Chenghe Acquisition II Co. shareholders will vote later this month on a merger with the Asia-focused B2B e-commerce company Polibeli
Key Takeaways:
- Chenghe Acquisition II Co. hopes to soon complete its SPAC merger with Polibeli, which would then become a U.S.-listed company
- Polibeli operates a B2B e-commerce platform that supplies a wide range of products to Asian retailers, with an initial focus on Indonesia, Japan and Hong Kong
By Doug Young
Chenghe Acquisition II Co. (CHEB.US), a special purpose acquisition company (SPAC) that raised $86.25 million through its June 2024 IPO, is expecting to soon complete a merger with target company Polibeli Group Ltd., a B2B e-commerce platform headquartered in Indonesia, according to its latest regulatory filing.
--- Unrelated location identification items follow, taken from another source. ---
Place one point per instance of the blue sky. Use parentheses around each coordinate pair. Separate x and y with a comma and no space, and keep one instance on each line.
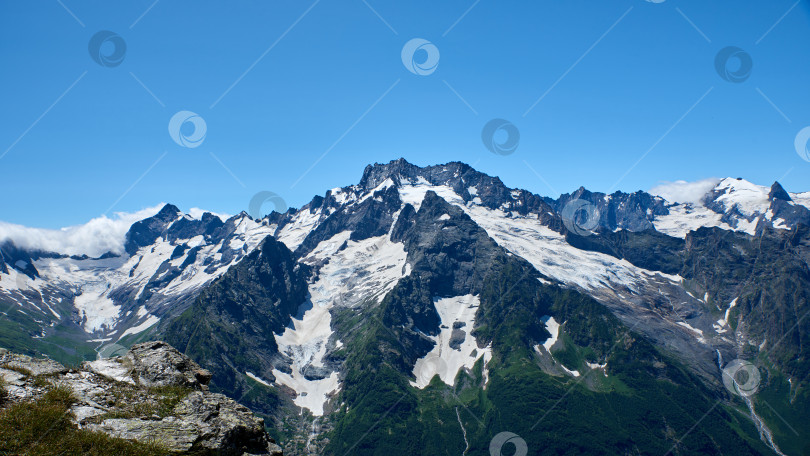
(318,90)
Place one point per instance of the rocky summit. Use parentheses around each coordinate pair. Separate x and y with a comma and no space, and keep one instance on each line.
(152,394)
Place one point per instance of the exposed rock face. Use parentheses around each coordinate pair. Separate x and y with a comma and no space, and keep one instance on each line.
(153,393)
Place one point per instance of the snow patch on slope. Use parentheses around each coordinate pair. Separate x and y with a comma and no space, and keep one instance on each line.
(363,270)
(443,360)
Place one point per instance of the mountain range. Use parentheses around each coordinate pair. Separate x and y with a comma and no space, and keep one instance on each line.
(433,310)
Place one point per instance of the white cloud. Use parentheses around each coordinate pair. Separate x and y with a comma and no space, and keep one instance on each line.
(94,238)
(684,192)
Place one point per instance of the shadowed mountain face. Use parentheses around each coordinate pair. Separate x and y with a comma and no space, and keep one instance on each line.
(426,310)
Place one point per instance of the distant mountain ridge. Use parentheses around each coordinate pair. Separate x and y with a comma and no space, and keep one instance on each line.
(419,282)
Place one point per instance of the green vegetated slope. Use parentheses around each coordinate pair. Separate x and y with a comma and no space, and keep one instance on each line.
(643,402)
(768,278)
(646,404)
(230,328)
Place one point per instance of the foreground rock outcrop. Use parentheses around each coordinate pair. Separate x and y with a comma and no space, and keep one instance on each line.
(153,393)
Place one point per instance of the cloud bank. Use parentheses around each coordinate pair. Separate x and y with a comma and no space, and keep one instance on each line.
(684,192)
(94,238)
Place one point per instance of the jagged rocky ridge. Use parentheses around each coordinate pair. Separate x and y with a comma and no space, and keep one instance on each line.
(343,311)
(112,396)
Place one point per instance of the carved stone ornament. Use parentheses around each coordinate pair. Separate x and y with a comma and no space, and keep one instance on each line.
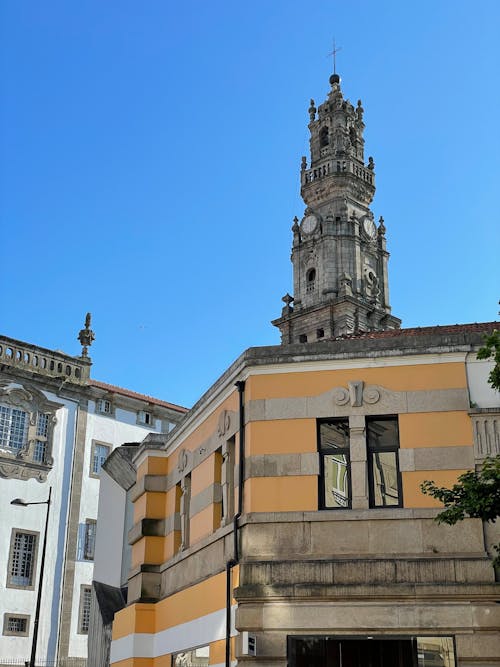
(356,394)
(22,461)
(183,461)
(224,423)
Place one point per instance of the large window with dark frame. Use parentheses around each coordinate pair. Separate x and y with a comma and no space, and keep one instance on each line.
(382,439)
(335,474)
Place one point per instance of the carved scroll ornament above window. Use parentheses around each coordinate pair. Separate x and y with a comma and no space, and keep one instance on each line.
(27,420)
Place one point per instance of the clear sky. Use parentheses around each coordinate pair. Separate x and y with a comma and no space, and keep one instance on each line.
(150,156)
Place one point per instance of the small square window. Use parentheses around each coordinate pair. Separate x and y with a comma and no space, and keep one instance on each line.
(99,454)
(104,406)
(84,615)
(144,417)
(15,624)
(86,540)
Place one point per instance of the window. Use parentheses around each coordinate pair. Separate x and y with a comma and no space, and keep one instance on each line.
(84,615)
(197,657)
(13,428)
(104,406)
(311,280)
(383,466)
(86,540)
(23,548)
(15,624)
(100,453)
(145,418)
(335,482)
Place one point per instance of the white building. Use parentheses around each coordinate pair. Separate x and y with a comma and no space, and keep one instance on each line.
(57,427)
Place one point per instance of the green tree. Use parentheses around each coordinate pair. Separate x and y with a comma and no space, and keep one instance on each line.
(491,348)
(476,493)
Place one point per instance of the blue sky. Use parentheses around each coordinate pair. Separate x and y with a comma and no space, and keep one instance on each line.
(150,169)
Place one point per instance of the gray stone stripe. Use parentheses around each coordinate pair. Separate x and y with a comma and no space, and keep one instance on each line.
(72,535)
(436,458)
(282,465)
(325,405)
(212,494)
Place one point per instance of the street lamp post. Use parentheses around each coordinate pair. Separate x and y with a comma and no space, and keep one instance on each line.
(23,503)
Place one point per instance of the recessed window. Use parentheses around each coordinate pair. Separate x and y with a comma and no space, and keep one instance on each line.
(383,465)
(84,615)
(335,482)
(99,454)
(15,625)
(323,137)
(310,280)
(86,540)
(104,406)
(23,549)
(144,417)
(14,425)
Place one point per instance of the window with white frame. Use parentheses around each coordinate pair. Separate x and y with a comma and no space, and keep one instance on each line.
(145,418)
(86,540)
(84,615)
(22,559)
(99,454)
(15,625)
(27,420)
(104,406)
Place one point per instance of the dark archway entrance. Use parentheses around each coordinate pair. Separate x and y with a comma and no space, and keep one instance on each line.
(318,651)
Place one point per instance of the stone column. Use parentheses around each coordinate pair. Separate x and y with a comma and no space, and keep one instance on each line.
(357,450)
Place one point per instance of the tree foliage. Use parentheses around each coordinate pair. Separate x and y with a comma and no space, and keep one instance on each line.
(491,348)
(476,494)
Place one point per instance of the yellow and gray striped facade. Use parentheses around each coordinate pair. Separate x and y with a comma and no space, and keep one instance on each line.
(231,541)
Upon completion of the proposed transaction, Chenghe II will become a wholly owned subsidiary of Polibeli, which plans to become a publicly listed company on the Nasdaq.
Polibeli signed its initial business combination agreement with Chenghe last September, and a special meeting has been scheduled on May 23 for Chenghe shareholders to vote on the deal. Closing is expected not long afterwards if shareholders give their approval, subject to meeting closing conditions, including the Nasdaq listing approval.
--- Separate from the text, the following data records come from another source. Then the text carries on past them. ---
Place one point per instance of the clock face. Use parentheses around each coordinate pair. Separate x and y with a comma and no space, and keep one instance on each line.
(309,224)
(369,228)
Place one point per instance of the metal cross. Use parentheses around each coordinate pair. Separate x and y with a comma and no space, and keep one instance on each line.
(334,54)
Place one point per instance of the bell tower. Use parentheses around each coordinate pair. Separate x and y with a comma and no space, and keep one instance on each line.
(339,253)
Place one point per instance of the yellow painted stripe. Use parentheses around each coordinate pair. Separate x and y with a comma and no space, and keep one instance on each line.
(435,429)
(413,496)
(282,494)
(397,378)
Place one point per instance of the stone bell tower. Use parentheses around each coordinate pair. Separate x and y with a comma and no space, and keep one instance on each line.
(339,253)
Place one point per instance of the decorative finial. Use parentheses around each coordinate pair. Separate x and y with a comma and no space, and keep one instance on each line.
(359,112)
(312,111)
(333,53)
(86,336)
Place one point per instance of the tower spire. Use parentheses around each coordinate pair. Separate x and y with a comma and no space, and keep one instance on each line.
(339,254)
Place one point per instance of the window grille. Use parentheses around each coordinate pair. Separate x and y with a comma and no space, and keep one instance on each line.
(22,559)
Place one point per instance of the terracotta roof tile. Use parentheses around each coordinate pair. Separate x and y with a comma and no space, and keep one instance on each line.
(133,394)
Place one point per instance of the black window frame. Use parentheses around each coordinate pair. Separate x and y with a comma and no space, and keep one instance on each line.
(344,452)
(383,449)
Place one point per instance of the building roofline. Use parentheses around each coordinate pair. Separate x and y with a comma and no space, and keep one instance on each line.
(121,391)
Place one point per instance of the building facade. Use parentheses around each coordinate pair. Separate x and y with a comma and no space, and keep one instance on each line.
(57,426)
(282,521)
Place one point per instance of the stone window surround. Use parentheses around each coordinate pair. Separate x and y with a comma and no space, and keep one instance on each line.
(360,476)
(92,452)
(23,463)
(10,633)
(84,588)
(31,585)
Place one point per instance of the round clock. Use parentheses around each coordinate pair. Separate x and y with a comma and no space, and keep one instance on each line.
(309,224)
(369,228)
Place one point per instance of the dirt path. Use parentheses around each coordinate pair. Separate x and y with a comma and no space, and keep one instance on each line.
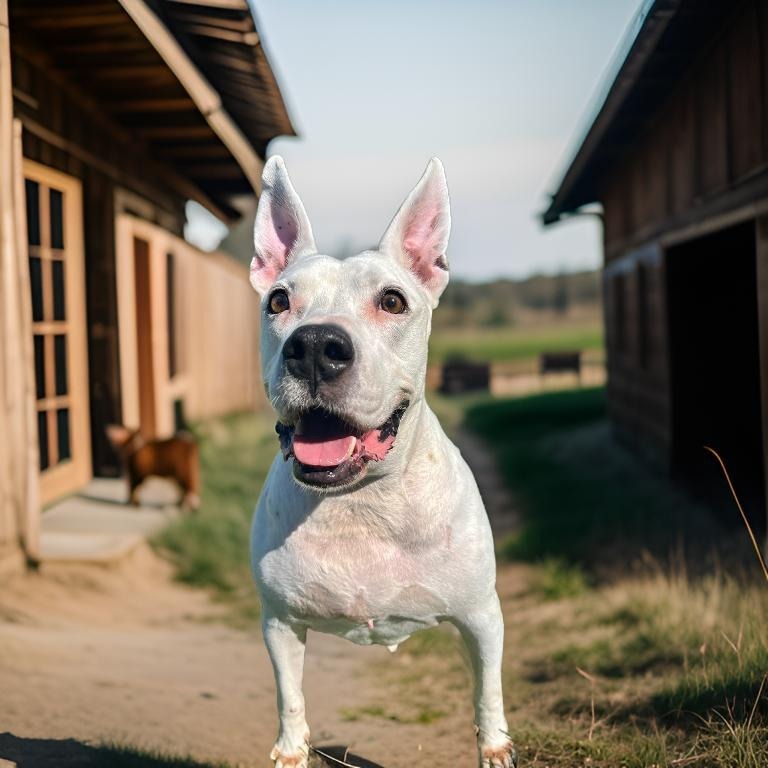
(128,656)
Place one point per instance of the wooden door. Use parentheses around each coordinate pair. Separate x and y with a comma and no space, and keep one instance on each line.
(57,281)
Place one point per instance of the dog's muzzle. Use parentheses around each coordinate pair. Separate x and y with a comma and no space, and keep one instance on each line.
(318,354)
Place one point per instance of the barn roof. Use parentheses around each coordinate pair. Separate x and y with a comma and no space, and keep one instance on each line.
(660,45)
(188,81)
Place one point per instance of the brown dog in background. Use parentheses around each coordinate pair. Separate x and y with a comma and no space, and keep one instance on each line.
(177,458)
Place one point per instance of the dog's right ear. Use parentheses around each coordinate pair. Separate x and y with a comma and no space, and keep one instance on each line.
(282,232)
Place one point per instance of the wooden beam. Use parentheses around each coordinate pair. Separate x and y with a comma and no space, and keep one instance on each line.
(244,24)
(206,30)
(182,186)
(150,105)
(206,98)
(73,21)
(174,132)
(230,5)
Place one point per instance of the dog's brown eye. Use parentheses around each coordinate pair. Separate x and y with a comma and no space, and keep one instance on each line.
(278,302)
(393,303)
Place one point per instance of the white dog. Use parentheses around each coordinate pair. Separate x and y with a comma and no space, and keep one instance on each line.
(370,525)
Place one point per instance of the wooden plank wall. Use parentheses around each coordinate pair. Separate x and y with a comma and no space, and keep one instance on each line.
(709,137)
(216,325)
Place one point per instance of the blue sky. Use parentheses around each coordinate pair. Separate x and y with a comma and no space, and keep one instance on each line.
(500,91)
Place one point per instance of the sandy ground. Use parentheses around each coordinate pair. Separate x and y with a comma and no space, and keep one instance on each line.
(126,655)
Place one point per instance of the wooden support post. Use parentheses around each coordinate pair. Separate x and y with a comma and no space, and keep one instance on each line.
(12,492)
(19,511)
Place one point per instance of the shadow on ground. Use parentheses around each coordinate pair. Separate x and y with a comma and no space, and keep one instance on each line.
(332,757)
(70,753)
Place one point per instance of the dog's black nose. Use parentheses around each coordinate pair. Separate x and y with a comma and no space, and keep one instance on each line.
(318,353)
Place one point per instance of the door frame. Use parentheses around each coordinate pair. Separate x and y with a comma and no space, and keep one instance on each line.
(74,473)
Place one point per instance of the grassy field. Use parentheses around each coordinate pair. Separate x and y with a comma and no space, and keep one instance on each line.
(617,654)
(583,495)
(210,548)
(630,659)
(515,343)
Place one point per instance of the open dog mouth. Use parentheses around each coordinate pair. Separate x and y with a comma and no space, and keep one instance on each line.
(330,452)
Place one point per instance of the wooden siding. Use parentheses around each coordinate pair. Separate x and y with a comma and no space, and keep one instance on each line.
(62,130)
(638,391)
(704,152)
(707,139)
(216,322)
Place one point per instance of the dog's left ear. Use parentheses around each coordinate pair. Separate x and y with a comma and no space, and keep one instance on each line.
(282,232)
(418,235)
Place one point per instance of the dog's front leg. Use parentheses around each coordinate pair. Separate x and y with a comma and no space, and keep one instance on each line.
(285,644)
(483,633)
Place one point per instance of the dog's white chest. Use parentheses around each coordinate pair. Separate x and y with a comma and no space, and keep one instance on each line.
(358,587)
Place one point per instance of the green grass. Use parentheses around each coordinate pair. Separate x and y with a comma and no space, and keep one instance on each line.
(676,662)
(421,715)
(210,547)
(513,343)
(557,579)
(584,498)
(130,757)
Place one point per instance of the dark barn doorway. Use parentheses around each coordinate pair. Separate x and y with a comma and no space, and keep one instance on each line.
(715,374)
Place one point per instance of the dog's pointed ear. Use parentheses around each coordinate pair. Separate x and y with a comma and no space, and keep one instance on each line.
(418,235)
(282,232)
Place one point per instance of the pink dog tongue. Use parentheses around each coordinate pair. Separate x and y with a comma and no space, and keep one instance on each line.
(323,453)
Polibeli’s platform connects suppliers with small- and medium-sized businesses, mostly retailers, with a focus on providing a wide range of consumer products, including electronics, home appliances, toys, watches and accessories, cosmetics and skin, oral and other healthcare products. The company currently provides services to customers across key markets in Asia and Europe.
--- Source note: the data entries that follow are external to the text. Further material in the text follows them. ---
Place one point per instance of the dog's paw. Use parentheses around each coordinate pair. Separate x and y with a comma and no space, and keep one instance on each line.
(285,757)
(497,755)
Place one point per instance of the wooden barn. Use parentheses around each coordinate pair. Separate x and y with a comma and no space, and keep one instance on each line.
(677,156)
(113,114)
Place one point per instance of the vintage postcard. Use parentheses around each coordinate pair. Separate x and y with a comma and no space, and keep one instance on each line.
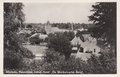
(71,38)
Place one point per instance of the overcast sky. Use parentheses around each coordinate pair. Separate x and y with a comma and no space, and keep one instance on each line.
(57,12)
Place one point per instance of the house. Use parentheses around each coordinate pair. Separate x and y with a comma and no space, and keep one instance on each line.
(89,45)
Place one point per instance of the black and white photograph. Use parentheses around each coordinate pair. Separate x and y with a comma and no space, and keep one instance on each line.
(60,38)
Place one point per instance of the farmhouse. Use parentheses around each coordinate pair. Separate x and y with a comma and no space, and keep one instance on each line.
(86,46)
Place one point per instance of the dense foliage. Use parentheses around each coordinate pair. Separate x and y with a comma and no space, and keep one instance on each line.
(104,17)
(60,43)
(13,50)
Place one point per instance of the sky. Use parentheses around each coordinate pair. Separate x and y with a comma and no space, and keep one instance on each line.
(57,12)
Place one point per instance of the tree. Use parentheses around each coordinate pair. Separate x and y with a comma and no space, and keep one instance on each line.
(13,50)
(104,17)
(69,34)
(60,43)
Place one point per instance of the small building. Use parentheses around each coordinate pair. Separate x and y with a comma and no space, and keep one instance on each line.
(89,45)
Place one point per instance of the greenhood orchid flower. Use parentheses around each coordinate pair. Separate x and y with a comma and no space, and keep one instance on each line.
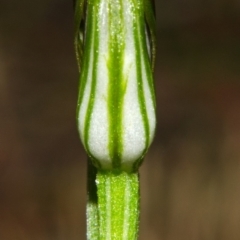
(115,48)
(116,104)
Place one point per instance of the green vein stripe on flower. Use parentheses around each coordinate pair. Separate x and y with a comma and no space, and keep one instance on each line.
(116,106)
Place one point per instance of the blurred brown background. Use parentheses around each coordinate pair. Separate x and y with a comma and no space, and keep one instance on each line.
(190,180)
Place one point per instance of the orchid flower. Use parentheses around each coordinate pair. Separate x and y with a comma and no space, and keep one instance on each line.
(116,118)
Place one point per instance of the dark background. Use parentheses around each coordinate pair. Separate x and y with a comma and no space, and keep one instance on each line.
(190,180)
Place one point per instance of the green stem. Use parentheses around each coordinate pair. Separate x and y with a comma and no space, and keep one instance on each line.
(92,204)
(118,205)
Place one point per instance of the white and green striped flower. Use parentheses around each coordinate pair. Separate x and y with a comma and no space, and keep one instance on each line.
(116,104)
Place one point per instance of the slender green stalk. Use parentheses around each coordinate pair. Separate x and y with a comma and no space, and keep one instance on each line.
(118,195)
(92,204)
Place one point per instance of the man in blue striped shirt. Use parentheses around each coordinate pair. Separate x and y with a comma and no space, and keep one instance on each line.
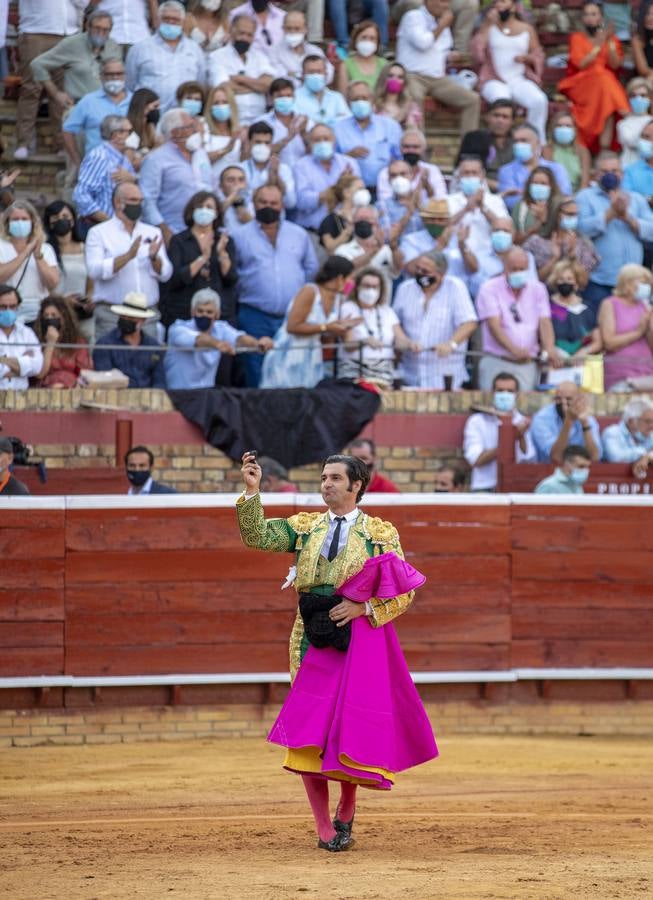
(102,169)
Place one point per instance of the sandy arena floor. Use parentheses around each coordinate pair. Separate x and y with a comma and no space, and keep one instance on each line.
(493,817)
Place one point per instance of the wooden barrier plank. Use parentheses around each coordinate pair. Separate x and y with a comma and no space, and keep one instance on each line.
(616,566)
(573,653)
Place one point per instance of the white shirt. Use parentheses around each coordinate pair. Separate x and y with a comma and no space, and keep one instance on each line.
(417,49)
(108,240)
(480,230)
(31,288)
(481,434)
(21,344)
(50,16)
(225,62)
(130,23)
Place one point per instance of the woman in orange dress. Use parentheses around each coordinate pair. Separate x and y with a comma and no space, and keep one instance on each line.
(595,55)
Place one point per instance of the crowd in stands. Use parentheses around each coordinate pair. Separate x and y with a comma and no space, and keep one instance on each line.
(247,203)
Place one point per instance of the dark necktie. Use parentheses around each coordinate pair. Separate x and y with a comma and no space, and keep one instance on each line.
(335,540)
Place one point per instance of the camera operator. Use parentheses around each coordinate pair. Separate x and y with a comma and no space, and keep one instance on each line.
(9,485)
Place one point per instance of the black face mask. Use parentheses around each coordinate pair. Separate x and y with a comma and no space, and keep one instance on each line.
(267,216)
(61,227)
(411,158)
(203,322)
(127,326)
(363,230)
(133,211)
(565,289)
(138,477)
Polibeli’s revenue rose 32.7% year-on-year in 2024 to just over $30 million, representing respectable growth for such a young company. The company’s operations in Japan and Indonesia are its core revenue engines, accounting for the vast majority of total sales — Japan contributed about 52% and Indonesia at 38% in 2024, as disclosed in the latest filing. The company achieved positive gross profit in 2024, though its gross margin for global goods trading fell last year, partly due to its use of a low-price strategy to boost its Indonesia presence.